Os 193 países membros da Organização das Nações Unidas (ONU) adotaram, em 2015, a Agenda 2030 e seus 17 Objetivos de Desenvolvimento Sustentável (ODS) como um instrumento norteador para seus próprios projetos nacionais de desenvolvimento. A Agenda 2030 é uma agenda aspiracional, baseada em valores civilizatórios, mas com uma abordagem sistêmica bastante concreta de problemas globais e metas de enfrentamento, focada em ação. Busca o desenvolvimento humano e social, bem-estar e prosperidade, em equilíbrio com os limites do planeta. Os problemas tratados nos ODS têm grande relevância para o Brasil e trazem amplas oportunidades para evidenciar o papel da agricultura sustentável e da segurança alimentar e nutricional para o alcance dos objetivos, principalmente considerando-se um contexto de bioeconomia sustentável. 

Outras agendas globais (clima, biodiversidade, desertificação, desenvolvimento urbano, sistemas alimentares) convergiram com a Agenda 2030 nos últimos 6 anos, o que gera perspectivas de parcerias e de confluência de recursos financeiros (públicos e privados). Observa-se ainda que as discussões realizadas no âmbito das convenções ambientais da ONU têm informado, com frequência cada vez maior, acordos econômicos e comerciais. Em novembro de 2020, a ONU divulgou seu United Nations Research Roadmap for the COVID-19 Recovery, que contém 25 prioridades de pesquisa para orientar estratégias nacionais e internacionais de recuperação da crise socioeconômica decorrente da pandemia da covid-19. O eixo de sustentabilidade do relatório – que conta, ainda, com outros dois eixos principais: equidade e resiliência –, aponta a integração do tema ambiental à esfera econômica como uma prioridade de pesquisa com grande poder de transformação. Especificamente, o documento indica a necessidade de explorar como abordagens que previnem a degradação ambiental e preservam os recursos naturais podem ser mais bem integradas às colaborações multilaterais nas áreas econômicas (United Nations, 2020).

O progresso no alcance dos ODS influenciará a formatação de legislações e abordagens regulatórias, assim como investimentos internacionais e filantropia.

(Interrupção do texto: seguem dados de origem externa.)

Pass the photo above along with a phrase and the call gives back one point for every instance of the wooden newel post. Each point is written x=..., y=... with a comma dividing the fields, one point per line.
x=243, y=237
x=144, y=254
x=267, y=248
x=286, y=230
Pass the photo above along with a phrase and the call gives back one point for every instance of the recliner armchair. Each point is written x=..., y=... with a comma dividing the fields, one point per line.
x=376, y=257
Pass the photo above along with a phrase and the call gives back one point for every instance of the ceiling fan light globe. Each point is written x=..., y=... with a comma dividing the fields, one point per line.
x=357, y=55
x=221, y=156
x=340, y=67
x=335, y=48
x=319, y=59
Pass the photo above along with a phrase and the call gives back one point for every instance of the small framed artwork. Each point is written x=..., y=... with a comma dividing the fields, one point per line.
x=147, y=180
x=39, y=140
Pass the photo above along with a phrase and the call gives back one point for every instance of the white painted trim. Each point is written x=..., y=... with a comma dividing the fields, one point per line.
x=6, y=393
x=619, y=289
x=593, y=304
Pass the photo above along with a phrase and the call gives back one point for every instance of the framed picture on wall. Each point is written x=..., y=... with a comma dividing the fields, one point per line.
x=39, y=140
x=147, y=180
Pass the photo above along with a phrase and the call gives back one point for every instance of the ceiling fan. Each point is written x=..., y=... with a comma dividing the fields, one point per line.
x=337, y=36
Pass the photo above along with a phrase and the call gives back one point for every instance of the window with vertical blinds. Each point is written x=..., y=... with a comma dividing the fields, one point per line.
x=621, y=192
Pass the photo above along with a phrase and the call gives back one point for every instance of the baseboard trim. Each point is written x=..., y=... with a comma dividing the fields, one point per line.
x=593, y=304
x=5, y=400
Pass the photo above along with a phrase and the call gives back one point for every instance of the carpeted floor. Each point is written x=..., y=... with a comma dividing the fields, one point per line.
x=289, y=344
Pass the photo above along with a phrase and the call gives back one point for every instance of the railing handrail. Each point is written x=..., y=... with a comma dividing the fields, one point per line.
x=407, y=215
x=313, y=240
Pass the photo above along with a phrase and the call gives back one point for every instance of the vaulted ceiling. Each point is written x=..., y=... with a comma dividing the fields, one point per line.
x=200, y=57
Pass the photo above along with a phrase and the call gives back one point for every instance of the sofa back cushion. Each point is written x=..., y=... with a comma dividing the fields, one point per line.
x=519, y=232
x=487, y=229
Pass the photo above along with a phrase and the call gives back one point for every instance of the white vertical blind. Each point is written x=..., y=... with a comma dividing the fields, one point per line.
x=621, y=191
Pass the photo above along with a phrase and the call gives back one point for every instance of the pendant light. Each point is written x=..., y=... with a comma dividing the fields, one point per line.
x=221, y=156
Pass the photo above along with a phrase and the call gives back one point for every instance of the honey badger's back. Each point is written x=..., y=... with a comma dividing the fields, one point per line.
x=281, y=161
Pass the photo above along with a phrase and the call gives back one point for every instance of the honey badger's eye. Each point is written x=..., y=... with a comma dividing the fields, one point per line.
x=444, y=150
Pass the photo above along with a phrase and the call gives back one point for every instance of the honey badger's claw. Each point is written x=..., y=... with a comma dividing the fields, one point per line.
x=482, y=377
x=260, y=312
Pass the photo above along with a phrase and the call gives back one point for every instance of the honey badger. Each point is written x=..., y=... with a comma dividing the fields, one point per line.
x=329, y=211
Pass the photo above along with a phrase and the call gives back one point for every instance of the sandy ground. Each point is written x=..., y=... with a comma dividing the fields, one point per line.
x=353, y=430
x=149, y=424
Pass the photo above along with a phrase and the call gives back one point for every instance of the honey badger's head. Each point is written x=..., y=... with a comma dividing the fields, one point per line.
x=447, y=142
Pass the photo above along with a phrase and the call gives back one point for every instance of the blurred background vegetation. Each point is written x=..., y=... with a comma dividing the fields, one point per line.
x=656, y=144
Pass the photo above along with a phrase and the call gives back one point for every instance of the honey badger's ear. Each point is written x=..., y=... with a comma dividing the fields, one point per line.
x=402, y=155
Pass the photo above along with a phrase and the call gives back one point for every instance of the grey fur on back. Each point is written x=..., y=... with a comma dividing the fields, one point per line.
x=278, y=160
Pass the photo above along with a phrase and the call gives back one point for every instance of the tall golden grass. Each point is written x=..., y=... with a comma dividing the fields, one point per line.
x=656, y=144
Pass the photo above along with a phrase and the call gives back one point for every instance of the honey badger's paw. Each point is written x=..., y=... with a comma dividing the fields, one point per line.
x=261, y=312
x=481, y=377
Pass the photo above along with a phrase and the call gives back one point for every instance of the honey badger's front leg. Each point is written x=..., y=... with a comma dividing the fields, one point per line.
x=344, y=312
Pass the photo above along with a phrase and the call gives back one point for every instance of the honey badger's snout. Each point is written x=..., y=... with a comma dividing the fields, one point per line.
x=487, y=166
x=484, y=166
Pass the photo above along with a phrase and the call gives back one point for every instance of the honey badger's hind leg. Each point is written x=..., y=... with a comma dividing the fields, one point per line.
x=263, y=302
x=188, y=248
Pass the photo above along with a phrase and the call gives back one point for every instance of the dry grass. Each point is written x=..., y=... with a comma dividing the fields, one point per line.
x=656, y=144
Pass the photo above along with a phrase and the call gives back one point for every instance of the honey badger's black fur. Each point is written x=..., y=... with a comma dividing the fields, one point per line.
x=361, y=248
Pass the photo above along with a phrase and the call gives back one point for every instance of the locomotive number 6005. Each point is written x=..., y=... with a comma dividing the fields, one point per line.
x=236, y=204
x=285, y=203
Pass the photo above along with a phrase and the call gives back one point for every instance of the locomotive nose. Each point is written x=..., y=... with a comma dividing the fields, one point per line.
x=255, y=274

O setor privado, empresas e investidores, já tem respondido aos desafios da Agenda 2030, reconhecendo a necessidade de responder a requisitos sociais e ambientais como forma de fortalecimento de seus posicionamentos, marcas e reputação.

A ONU postula que uma aceleração no progresso da implementação da Agenda 2030, nesta chamada ‘Década da Ação’, é a melhor chance para uma recuperação global dos efeitos negativos, diretos e indiretos, da pandemia de covid-19, visando a uma reconstrução adequada com sustentabilidade (build back better), a prevenção de futuras pandemias e um futuro melhor para toda a população (United Nations, 2021a, 2021b).

 

O Green Deal pode ser considerado a estratégia “guarda-chuva”, que dá abrigo aos demais marcos da esfera ambiental, os quais buscam trazer compromissos e metas qualitativos e quantitativos para orientar as ações dos estados membro da UE até 2050.

Green Deal Europeu


Desde 2019, a União Europeia (UE) elabora e divulga marcos orientadores sobre sustentabilidade que possuem impacto direto na agricultura, a saber: o Pacto Verde Europeu (2019), a Estratégia Farm-to-Fork (Do Campo à Mesa) (2020), a Estratégia de Biodiversidade da UE para 2030 (2020) e a Lei Climática Europeia (2020). 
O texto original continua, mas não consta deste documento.